Developper une architecture de modèle héritant de la classe "nn.Module" qui converti les "input_ids" en embeddings, les moyennes pour donner une représentation vectorielle à chaque article. Le modèle doit renvoyer une prédiction entre deux classes :

link1 : https://medium.com/@spandey8312/text-classification-using-custom-data-and-pytorch-d88ba1087045

Remarque : vous pourrez utiliser le model Word2Vec précédemment entrainé pour initialiser la table d'embeddings du classifier  


##### Architecture 1

In [49]:
class TextClassifierMean(nn.Module):

    def __init__(self, vocab_size, embedding_dim, embedding_model, num_classes, dropout=0.1):
        super().__init__()
        pass
        

    
    def forward(self, x):
        pass

##### Architecture 2

In [50]:
class TextClassifierNormL2(nn.Module):

    def __init__(self, vocab_size, embedding_dim, embedding_model, num_classes, dropout=0.1):
        super().__init__()
        pass
    
    
    def forward(self, x):
        pass

## initialisation des modèles :

In [96]:
# Training parameters
vocab_size = tokenizer.get_vocab_size()
embedding_dim = 100
num_classes = 2


In [None]:
model_classifier_1 = TextClassifierMean(vocab_size, embedding_dim,w2v_model, num_classes)

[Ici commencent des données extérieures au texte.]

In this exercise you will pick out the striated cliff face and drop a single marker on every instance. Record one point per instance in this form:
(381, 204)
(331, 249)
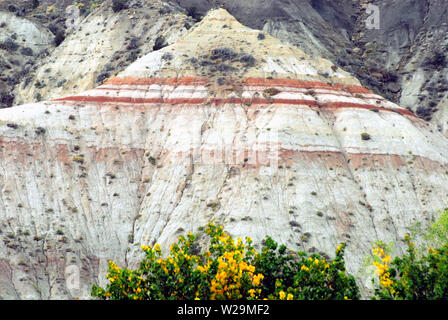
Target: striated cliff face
(227, 124)
(100, 45)
(404, 60)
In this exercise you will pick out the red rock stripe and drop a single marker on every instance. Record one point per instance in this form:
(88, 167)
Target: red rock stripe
(304, 84)
(334, 93)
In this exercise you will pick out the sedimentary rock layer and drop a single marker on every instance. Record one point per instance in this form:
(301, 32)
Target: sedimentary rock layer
(223, 125)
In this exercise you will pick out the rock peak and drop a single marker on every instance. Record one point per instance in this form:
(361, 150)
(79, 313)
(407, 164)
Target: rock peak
(219, 47)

# exemple aléatoire de "inputs_ids"
inputs_ids_test = torch.randint(low=0,high=200,size=(3,14)) #batch_size, Idx_token 
print(inputs_ids_test)

with torch.no_grad():
    model_classifier_1.eval() #permet de ne pas prendre en compte le dropout
    output_model_test = model_classifier_1(inputs_ids_test)
    
    print(output_model_test)

In [None]:

model_classifier_2 = TextClassifierNormL2(vocab_size, embedding_dim,w2v_model, num_classes)

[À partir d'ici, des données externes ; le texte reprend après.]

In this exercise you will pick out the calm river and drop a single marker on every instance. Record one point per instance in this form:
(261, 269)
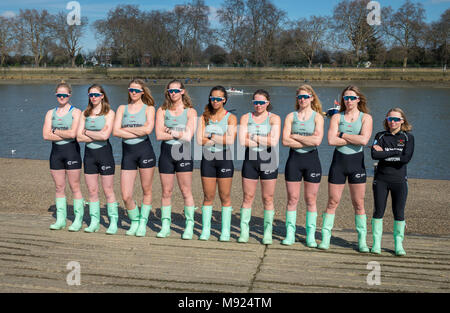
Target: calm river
(23, 107)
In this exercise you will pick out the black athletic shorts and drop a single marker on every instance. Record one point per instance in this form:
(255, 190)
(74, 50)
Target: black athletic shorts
(260, 165)
(175, 158)
(140, 155)
(304, 166)
(66, 156)
(217, 164)
(99, 161)
(347, 165)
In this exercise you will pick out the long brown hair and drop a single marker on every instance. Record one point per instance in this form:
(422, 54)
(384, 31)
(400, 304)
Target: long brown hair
(316, 105)
(362, 104)
(406, 127)
(209, 110)
(105, 102)
(264, 93)
(185, 98)
(146, 96)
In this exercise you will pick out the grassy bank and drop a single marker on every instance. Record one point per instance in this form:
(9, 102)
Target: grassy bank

# exemple aléatoire de "inputs_ids"
inputs_ids_test = torch.randint(low=0,high=200,size=(3,14)) 
print(inputs_ids_test)

with torch.no_grad():
    model_classifier_2.eval() #permet de ne pas prendre en compte le dropout
    output_model_test = model_classifier_2(inputs_ids_test)
    
    print(output_model_test)

### Vérifier que la table d'embeddings du model est bien synchronisée avec les embeddings du model Word2Vec

In [None]:
vocab_items = list(tokenizer.get_vocab().items())
random_token, random_index = vocab_items[np.random.choice(len(vocab_items))]

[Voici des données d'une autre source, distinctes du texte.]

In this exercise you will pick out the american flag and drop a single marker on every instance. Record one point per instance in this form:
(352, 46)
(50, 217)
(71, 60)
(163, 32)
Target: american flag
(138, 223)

print("Randomly selected token:", random_token)
print("Index of the token:", random_index)

try:
    word_vector = torch.tensor(w2v_model.wv[random_token])
    print( word_vector == model_classifier_1.embedding.weight.data[random_index])

except KeyError as e:
    print(e)




### Question 8 : 

Reprendre la fonction "train_test" dans "module_train_tp1.py" et entrainer les poids de votre modèle sur 15 epochs.

In [None]:
import module_train_tp1 as trainer
importlib.reload(trainer)

In [100]:
num_epochs = 15
learning_rate = 1e-3

# Define the loss function and optimizer
criterion = nn.CrossEntropyLoss()
optimizer = Adam(model_classifier_1.parameters(), lr=learning_rate)

In [101]:
os.makedirs("../models_checkpoints/tp1",exist_ok=True)
os.makedirs("./logs/tp1",exist_ok=True)

time = datetime.now().strftime("%Y%m%d_%H%M")
model_class = "TextClassifierMean_"

model_name = model_class + time + ".checkpoint.pth"
checkpoint_path = os.path.join("../models_checkpoints/tp1",model_name)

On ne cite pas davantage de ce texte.